Health26 Feb 2010 03:49 pm
A Giant hairy nevus, also known as a Giant congenital nevus, is a dark colored and often-hairy patch of skin that is present at birth. They are commonly found on the upper or lower parts of the back or the abdomen, but they may also be found on the arms, legs palms, soles, and even the mucous membranes or mouth. While doctors know that they result from a proliferation of benign melanocytes in the dermis, epidermis, or both, the etiology of the condition remains unknown.
Smaller in infants and children, the nevus continues to grow along with the child if it is not removed during infancy, and it usually measures larger than 8 inches by the time it stops growing. As a nevus matures, it often becomes markedly thicker and elevated. To make matters worse for an unfortunate nevus bearer, prominent dark hairs usually sprout out of the cursed eyesore at the onset of puberty. It also may develop variations in color, and the surface may become mottled with additional growths. In sum, a giant hairy nevus screams, “Look at me World!” despite every effort of the part of the world to avoid doing so. The conventional horrors of adolescence- complete with acne, greasy hair, braces and mood swings- suddenly look like something to be grateful for.
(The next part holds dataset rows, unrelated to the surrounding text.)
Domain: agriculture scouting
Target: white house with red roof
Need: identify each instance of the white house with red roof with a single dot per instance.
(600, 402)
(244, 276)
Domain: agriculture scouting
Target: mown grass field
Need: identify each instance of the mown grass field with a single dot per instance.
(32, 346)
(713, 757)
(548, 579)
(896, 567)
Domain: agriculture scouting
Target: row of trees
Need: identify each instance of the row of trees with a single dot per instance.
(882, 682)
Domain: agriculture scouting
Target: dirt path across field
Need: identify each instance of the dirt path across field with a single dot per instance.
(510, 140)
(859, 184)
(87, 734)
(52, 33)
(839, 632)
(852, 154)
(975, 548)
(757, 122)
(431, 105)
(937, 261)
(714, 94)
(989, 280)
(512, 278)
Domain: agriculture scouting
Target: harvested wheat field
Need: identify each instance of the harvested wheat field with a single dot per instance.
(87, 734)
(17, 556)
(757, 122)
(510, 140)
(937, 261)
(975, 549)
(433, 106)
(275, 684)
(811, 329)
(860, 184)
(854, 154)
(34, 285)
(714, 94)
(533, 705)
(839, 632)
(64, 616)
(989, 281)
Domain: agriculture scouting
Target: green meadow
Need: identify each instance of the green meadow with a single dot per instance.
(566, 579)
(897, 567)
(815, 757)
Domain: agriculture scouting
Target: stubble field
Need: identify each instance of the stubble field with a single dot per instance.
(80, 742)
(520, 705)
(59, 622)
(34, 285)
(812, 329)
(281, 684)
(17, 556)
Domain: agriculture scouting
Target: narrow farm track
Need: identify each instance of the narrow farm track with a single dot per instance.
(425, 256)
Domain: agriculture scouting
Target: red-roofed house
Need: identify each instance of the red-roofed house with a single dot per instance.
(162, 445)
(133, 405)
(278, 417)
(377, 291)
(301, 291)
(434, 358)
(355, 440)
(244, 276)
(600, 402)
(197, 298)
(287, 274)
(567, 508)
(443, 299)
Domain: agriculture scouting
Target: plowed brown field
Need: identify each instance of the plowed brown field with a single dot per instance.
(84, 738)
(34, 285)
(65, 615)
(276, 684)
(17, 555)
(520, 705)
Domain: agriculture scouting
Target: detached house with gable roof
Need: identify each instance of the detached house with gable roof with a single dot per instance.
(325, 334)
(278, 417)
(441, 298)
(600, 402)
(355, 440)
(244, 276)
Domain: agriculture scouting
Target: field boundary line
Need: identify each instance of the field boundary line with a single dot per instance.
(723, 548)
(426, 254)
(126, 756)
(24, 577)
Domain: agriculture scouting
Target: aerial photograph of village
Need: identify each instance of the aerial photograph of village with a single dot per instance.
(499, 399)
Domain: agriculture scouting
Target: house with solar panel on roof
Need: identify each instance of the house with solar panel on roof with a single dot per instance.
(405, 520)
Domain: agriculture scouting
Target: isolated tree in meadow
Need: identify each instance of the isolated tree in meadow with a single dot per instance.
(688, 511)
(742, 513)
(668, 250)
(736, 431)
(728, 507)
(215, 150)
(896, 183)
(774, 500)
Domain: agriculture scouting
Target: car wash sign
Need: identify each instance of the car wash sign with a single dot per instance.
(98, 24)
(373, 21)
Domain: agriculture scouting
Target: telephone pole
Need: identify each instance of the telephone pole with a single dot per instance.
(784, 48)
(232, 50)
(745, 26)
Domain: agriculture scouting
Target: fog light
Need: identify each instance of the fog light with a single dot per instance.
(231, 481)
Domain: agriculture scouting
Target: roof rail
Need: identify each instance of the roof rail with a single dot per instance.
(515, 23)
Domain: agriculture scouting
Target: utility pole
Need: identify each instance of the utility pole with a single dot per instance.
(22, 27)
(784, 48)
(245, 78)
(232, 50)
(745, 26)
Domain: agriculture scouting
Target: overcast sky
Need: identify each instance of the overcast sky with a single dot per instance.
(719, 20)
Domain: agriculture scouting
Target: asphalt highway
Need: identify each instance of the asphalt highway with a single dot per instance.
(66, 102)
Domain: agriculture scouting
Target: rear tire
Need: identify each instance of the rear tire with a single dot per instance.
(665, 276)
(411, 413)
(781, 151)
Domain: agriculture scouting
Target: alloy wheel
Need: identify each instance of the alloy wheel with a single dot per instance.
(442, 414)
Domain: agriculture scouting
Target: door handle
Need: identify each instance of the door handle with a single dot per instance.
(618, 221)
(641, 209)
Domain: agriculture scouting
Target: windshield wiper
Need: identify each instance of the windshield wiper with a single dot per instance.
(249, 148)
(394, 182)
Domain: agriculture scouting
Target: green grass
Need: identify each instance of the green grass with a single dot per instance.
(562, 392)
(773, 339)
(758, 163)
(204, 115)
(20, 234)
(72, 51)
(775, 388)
Surgical excision is the standard of care for the removal of a giant hairy nevus (the earlier the surgery is performed, the better are the results, starting at 6 months old). Moreover, congenital nevi are not merely a source of psychological torment for those who suffer from the condition; they also carry a high premalignant potential for melanoma. After the excision of a giant hairy nevus (which sometimes involves several surgeries if it is HUGE), lasers and dermabrasion is often used to improve the appearance of the skin and help alleviate the inevitable scarring.
Skin grafting is also necessary in instances where the nevus is extremely deep and or large. However, doctors caution that these techniques may only remove the visible portion of the nevi, and may make it harder to detect skin cancer. Thus, an important part of follow-up treatment involves frequent examinations to check for signs of melanoma in the affected area(s).
Unsurprisingly, psychological counseling is also urged to help sufferers cope with the emotional impact of having a disfiguring disorder.